J'arrive à la question sur la revalorisation de la PDSA. Une grande préoccupation des ARS est de parvenir à créer une PDSA dans la journée. L'une de nos principales priorités est en effet d'améliorer l'offre de soins non programmés de façon à soulager les services d'urgence.

Je salue le travail réalisé par votre collègue Thomas Mesnier qui, avec son rapport sur l'organisation des soins non programmés dans les territoires, a ouvert des perspectives. Je n'y reviendrai pas, mais je dirai juste que la revalorisation de la PDSA, qui est en effet nécessaire, devra se faire à partir d'une vision générale de ce qu'est l'accès aux soins.

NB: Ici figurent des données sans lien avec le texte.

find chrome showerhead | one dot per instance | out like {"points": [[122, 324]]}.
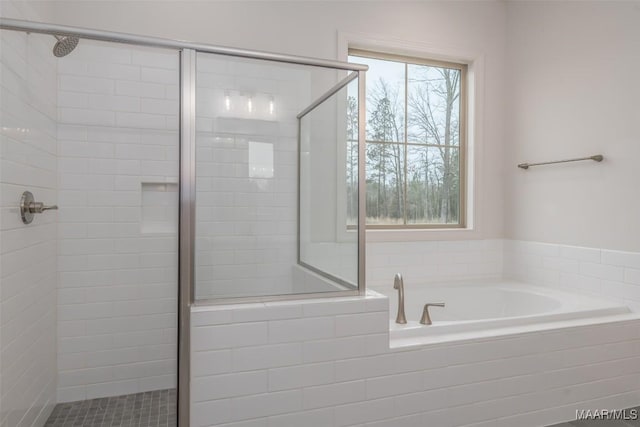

Vous m'avez demandé ce que peuvent faire les ARS. Leur rôle est de mettre les acteurs autour d'une table et de les faire travailler dans une approche concrète. Ainsi, l'ARS Grand-Est est en train de mettre en place dans six grandes villes de la région des groupes de travail réunissant des représentants de l'hôpital, des EHPAD et de la médecine de ville pour réfléchir aux moyens d'améliorer la réponse aux urgences, d'assurer les soins non programmés et de renforcer le lien entre les EHPAD et l'hôpital, entre autres.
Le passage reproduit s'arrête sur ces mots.